LESS than two hours after the appalling events Monday at Virginia Tech, as news organizations scrambled to grasp the facts of what had occurred, a strangely disturbing phrase began to worm its way into the coverage.
As the number of confirmed fatalities mounted into the mid-20s, broadcasts, wire service reports and newspaper websites began to refer to the massacre as "the deadliest school shooting in American history."
In other words, the readily accessible databases that now comprise the news media's collective memory contain a category of atrocity labeled "school shooting" with enough entries to make comparisons relevant. (Ultimately, the Virginia gunman would nearly double the previous record, which had stood since the 1966 bloodbath at the University of Texas at Austin.) There's nothing sinister or even particularly callous in this. This country's recent history is what it is, and the parsing of tragedy is one of the journalist's unavoidable obligations. And yet it's hard to escape the suspicion that a practiced news media's routinization of atrocity has made it easier for all of us to rationalize as unavoidable something we all ought to hold as horrifically aberrational.

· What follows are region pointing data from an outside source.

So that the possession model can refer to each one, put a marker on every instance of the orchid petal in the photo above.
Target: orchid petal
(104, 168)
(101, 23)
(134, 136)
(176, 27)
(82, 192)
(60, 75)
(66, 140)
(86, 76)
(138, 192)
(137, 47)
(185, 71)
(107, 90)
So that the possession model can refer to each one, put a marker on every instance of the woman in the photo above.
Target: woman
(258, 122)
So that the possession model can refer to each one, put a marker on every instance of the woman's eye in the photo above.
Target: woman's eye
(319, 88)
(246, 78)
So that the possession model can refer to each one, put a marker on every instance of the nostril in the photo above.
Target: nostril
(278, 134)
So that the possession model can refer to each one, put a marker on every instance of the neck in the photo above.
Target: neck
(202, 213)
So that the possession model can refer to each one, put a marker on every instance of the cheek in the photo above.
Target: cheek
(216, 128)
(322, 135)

Taken as a whole, the news media did a thorough, competent and humane job of covering the massacre at Virginia Tech, particularly over the story's first 24 hours, when facts were most in demand and hardest to come by. That's actually not surprising, because we've all been here before, in one way or another; print reporters and broadcast correspondents know how to cover these events. Perhaps because the reflexes we use to respond to outrages like the Virginia killings are so well conditioned, we blow right past a normative response that deserves far more deference than it now receives. The simple question: Why?
Why are the viciously unstable among us, the murderously angry, those inclined to evil for whatever reason, so frequently attracted to schools? It may not be an answerable question, but sometimes we need to inquire after the unknowable for the sake of our souls' moral sanity.